Girl School for Grownups

Like having a big sister, but better because I can't boss you around!

Depression hurts everyone

Yesterday a friend was telling me about his sister’s struggle with depression. And it took me back to when I was first diagnosed and the fight to come to acceptance with it. Robin William’s recent suicide has helped in bringing the issue to light, and even though there’s a lot more awareness now than ever before, there is still work to be done.

NOTE: What I’m writing in my own personal experience. I can’t presume to know what’s right for anyone else. If you are depressed please consider seeing your doctor or a counselor or just telling someone, anyone.

  1. You can’t reason with biochemistry. Depression is a hormonal, biochemical issue, not a lack of gratitude issue. Just as you can’t reason away having to pee, you can’t reason away the grey sadness that is depression. Some of my darkest times have been as I enumerate all the reasons I should be thrilled with my amazing life, and yet can’t climb out of the sad.
  2. Depression is not a moral issue. This goes hand in hand with #1 but it deserves its own number because it’s so pervasive. Thoughts that start with “if I was just stronger” or “if I just had more faith” or “if I was a better person” have no place with the depression conversation. The logic is flawed. My beloved niece was diagnosed with type 1 diabetes in December of 2008. Her body does not make insulin. Without insulin she would not survive. And nobody would EVER dare utter those kinds of words about her condition.
  3. Find the smallest step you can take towards feeling better. Sometimes depression feels like I’m standing in a 12″ hole and everyone else is standing on level ground. If I jump and keep jumping, I can be at the same level, but it’s fucking exhausting. The exhaustion and malaise of depression can make even logical normal suggestions of how to feel better — Call a friend! Go out to lunch! Get to the gym! — impossible. But sometimes the key to feeling better is taking the teeny tiniest step towards hope, towards happiness, towards the light. Honestly, eating a salad and drinking some water can be the tiny fingerhold that’s needed to start moving towards life.
  4. Anything that makes you more yourself is good. So let’s talk medication. I’m on an anti-depressant and have been for over 10 years. At first I hated taking medicine. It made me feel defective and like a second-class citizen. But it worked, not as a happy pill but more like a safety net so that my lows didn’t feel terminal. So I’d start feeling better, and then I would think “I think I’ve got this!” and I would stop the medicine and things would be ok for a while and they they wouldn’t be ok and pretty soon I’d be right back where I started. I’ve repeated this many times, probably for the first 5 or 6 years. What I would tell myself from long ago is this: anything that makes you more alive and more yourself is a good thing. And there are no brownie points for making life harder than it has to be. Life is hard enough without making it harder in a way that can be changed. (I would also tell the me from back then that it would all be ok.)
  5. Depression hurts everyone. It can be easy to put off treatment for depression because you tell yourself that you’re not hurting anyone. And if you’re getting your work done and keeping showered and dressed and doing life, there’s evidence to support this thought. But we are all put into the world to be fully alive and fully ourselves. And being any less that who we were created to be robs those we love of our enthusiastic participation in life. I don’t say this as a criticism, because in the same breath I will tell you that at all points in my life I’ve been doing the very best I could do at that time. But hiding behind the thought that it’s not a big deal because it’s only me — well, that untrue and so very unnecessary.
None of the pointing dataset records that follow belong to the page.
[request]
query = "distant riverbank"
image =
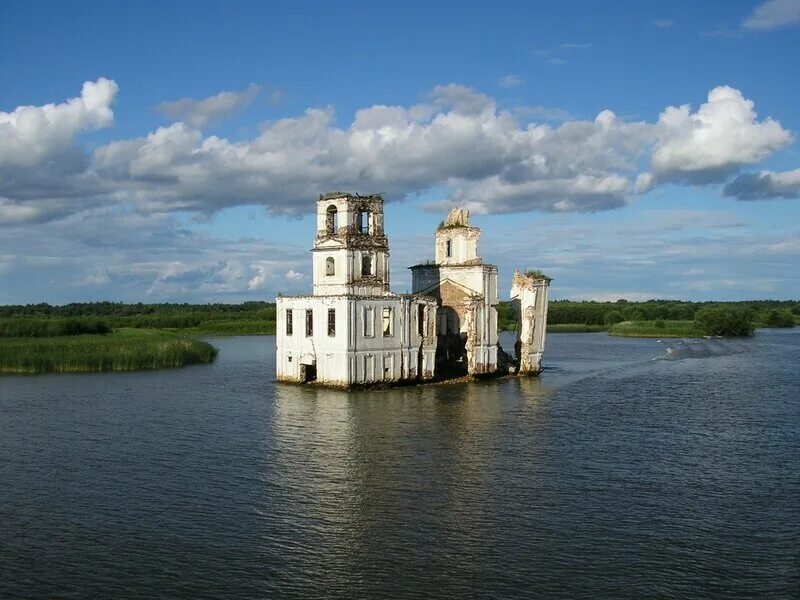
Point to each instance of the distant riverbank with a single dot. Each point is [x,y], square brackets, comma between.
[123,350]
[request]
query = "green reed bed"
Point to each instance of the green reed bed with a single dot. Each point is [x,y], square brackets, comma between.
[657,329]
[123,350]
[574,328]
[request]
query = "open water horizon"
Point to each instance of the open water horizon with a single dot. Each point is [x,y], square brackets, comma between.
[623,471]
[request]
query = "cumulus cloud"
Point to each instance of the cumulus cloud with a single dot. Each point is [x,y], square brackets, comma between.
[709,145]
[511,81]
[765,185]
[30,134]
[773,14]
[491,159]
[198,113]
[44,172]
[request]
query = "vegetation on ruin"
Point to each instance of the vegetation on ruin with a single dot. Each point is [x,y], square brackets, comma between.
[123,350]
[537,274]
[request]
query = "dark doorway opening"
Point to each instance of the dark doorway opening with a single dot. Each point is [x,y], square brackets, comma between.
[308,373]
[451,344]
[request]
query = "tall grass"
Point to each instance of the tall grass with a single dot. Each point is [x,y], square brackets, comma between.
[116,352]
[657,329]
[574,328]
[34,327]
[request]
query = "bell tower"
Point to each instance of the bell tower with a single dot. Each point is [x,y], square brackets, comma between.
[351,252]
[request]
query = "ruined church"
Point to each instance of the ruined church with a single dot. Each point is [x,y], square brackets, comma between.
[352,330]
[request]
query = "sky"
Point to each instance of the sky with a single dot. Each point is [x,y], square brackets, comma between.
[173,152]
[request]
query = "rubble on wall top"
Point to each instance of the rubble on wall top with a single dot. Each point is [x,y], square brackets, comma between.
[349,195]
[457,217]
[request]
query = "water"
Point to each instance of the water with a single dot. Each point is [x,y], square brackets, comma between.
[612,475]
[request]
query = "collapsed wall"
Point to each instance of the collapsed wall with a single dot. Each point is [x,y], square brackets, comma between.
[529,297]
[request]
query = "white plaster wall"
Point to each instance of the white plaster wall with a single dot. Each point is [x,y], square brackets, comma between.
[349,357]
[329,353]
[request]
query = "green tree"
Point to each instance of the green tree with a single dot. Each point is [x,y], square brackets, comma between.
[725,320]
[779,318]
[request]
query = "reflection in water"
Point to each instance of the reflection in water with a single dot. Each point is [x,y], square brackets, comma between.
[427,457]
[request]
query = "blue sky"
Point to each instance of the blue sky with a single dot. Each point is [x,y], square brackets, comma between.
[629,149]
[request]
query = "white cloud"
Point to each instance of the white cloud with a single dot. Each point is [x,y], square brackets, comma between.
[714,142]
[511,81]
[765,185]
[492,159]
[30,134]
[773,14]
[292,274]
[198,113]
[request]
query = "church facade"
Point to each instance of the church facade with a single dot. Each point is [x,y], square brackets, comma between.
[352,330]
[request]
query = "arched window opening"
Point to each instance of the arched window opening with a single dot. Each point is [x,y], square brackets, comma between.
[332,219]
[363,220]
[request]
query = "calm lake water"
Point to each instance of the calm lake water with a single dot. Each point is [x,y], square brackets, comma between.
[612,475]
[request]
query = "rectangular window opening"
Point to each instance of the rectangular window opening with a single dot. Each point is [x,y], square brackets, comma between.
[331,322]
[369,322]
[309,322]
[388,322]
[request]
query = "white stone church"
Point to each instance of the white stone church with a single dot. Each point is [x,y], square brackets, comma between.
[353,330]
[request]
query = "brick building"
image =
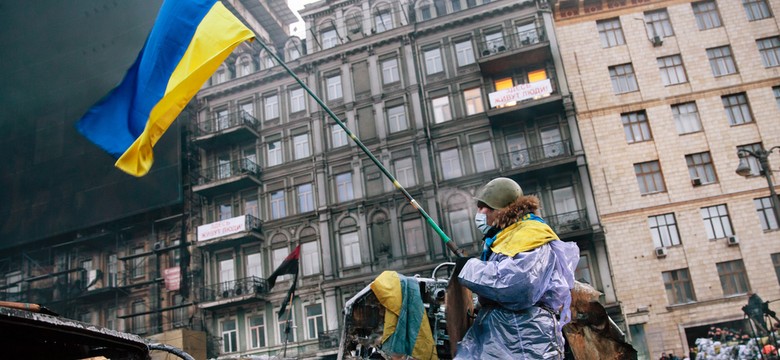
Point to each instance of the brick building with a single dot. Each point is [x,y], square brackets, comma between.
[666,93]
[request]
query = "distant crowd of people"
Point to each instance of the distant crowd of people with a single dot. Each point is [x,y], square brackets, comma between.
[731,344]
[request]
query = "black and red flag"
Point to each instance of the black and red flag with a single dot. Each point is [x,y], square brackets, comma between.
[288,266]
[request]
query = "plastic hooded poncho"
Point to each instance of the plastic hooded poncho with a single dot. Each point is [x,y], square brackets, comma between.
[528,274]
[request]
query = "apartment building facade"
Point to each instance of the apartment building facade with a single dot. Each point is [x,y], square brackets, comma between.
[446,94]
[666,94]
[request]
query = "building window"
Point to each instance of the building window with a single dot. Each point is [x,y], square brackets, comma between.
[297,102]
[350,249]
[494,41]
[254,264]
[686,118]
[390,71]
[776,263]
[464,52]
[716,221]
[483,156]
[766,214]
[623,78]
[679,289]
[286,325]
[770,51]
[737,109]
[473,100]
[383,20]
[139,321]
[610,32]
[460,226]
[329,39]
[700,168]
[756,9]
[733,277]
[413,237]
[755,166]
[277,257]
[310,258]
[315,323]
[636,127]
[649,176]
[139,263]
[338,136]
[344,187]
[657,24]
[278,210]
[301,146]
[256,330]
[404,172]
[672,70]
[441,109]
[721,61]
[333,84]
[663,229]
[450,164]
[275,153]
[305,198]
[271,107]
[396,119]
[433,64]
[707,16]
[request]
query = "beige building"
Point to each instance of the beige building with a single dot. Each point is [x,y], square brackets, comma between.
[666,93]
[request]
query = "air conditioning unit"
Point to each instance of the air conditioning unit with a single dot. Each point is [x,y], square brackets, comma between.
[660,252]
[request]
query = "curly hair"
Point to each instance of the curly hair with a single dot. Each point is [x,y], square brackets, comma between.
[509,215]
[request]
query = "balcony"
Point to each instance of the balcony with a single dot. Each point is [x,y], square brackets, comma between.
[329,339]
[234,292]
[226,129]
[569,223]
[225,232]
[537,157]
[502,53]
[227,177]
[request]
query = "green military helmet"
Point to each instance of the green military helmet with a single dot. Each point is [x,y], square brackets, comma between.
[499,193]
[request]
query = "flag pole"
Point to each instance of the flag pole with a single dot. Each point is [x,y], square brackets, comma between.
[287,322]
[446,239]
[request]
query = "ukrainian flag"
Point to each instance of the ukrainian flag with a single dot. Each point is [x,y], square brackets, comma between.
[188,42]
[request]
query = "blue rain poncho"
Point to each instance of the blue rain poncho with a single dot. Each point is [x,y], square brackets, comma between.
[522,297]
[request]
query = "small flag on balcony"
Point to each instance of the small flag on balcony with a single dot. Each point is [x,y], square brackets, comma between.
[188,42]
[288,266]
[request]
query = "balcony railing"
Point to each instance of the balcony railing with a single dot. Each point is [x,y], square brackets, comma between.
[568,222]
[536,155]
[329,339]
[252,285]
[226,121]
[513,41]
[227,170]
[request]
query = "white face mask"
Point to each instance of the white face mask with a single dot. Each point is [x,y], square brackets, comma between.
[481,220]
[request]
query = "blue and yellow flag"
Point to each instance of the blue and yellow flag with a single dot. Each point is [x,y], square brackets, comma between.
[188,42]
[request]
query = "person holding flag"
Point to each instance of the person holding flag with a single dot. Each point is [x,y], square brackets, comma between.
[523,278]
[288,267]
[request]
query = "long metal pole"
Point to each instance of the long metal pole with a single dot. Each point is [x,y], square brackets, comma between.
[446,239]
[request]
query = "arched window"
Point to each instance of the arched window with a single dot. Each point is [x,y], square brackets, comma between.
[383,18]
[380,234]
[459,220]
[244,65]
[220,76]
[354,22]
[413,232]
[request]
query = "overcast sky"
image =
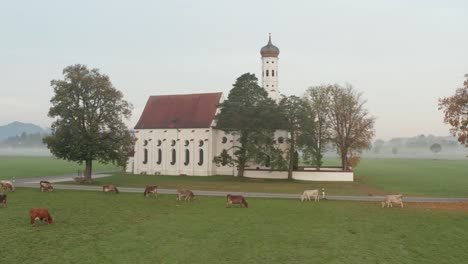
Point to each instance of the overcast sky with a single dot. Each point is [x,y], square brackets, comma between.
[402,55]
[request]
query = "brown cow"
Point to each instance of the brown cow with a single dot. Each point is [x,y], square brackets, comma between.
[3,199]
[45,186]
[389,200]
[151,189]
[186,194]
[7,186]
[236,199]
[40,213]
[110,188]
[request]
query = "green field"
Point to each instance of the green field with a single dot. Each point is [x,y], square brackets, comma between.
[434,178]
[412,177]
[93,227]
[33,166]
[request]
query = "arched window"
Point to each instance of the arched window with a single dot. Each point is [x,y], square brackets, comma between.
[187,157]
[173,157]
[145,156]
[200,158]
[159,157]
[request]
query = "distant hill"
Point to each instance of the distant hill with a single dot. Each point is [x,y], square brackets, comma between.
[16,128]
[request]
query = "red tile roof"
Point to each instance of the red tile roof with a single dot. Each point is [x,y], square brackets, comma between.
[179,111]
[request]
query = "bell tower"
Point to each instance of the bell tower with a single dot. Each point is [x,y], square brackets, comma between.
[270,70]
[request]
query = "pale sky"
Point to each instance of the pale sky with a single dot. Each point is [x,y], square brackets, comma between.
[402,55]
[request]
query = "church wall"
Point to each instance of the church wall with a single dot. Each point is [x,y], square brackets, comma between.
[168,140]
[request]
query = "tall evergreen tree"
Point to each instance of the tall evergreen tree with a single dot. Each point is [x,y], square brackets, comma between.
[251,117]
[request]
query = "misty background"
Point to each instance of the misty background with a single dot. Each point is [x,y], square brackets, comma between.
[402,55]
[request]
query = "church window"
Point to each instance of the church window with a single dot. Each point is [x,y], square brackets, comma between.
[145,156]
[200,158]
[187,157]
[159,157]
[173,157]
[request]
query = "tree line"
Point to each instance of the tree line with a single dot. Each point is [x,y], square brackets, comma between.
[327,114]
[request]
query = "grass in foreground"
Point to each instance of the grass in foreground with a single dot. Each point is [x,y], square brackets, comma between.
[93,227]
[34,166]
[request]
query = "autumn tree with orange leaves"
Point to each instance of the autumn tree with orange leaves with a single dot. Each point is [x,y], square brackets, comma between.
[456,112]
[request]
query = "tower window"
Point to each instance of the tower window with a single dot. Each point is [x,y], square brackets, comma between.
[173,157]
[200,157]
[187,157]
[145,156]
[159,157]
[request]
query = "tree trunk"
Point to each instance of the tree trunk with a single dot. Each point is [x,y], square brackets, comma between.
[88,170]
[292,150]
[344,161]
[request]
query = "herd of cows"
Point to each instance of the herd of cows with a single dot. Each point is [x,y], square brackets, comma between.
[43,214]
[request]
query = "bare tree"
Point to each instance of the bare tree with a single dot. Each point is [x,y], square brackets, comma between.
[352,127]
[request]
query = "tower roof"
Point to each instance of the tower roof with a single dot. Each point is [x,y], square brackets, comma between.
[269,50]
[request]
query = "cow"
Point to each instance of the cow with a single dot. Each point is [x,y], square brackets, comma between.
[236,199]
[389,200]
[151,189]
[3,199]
[45,186]
[40,213]
[186,194]
[307,194]
[110,188]
[7,186]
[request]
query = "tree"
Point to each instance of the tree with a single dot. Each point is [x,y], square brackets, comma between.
[378,145]
[251,117]
[319,100]
[89,126]
[455,110]
[436,148]
[297,120]
[351,125]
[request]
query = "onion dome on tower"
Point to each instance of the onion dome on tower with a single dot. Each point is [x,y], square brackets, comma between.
[269,50]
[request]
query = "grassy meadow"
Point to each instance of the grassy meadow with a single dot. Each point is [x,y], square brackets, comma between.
[93,227]
[34,166]
[433,178]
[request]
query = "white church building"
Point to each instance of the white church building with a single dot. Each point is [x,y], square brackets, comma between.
[176,134]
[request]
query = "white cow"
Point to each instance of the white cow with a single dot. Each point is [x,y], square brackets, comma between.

What can I do to help someone who’s depressed? Hmmmmmm, that’s a tricky question. Because how do you help someone who in many cases is just wanting to be left alone? I can think of a few things that would have touched my oh-so-sad heart.

  • Saying “I know it’s hard right now, but trust me when I tell you it won’t stay this way forever.”
  • Saying “I love you just as you are.”
  • Considering the HALT (hungry, angry, lonely, tired) principle and offering food or suggesting a nap.
  • Saying, “I love you just as you are.”

Years ago I told Tim that I was going to tell people about my depression experience, but I didn’t want to become the poster child for depression. Today I would be honored to be just that (maybe with a photo from 10 years ago or so, or if photography invents a “younger and thinner” button). There is no shame in depression. The shame is if it never gets addressed.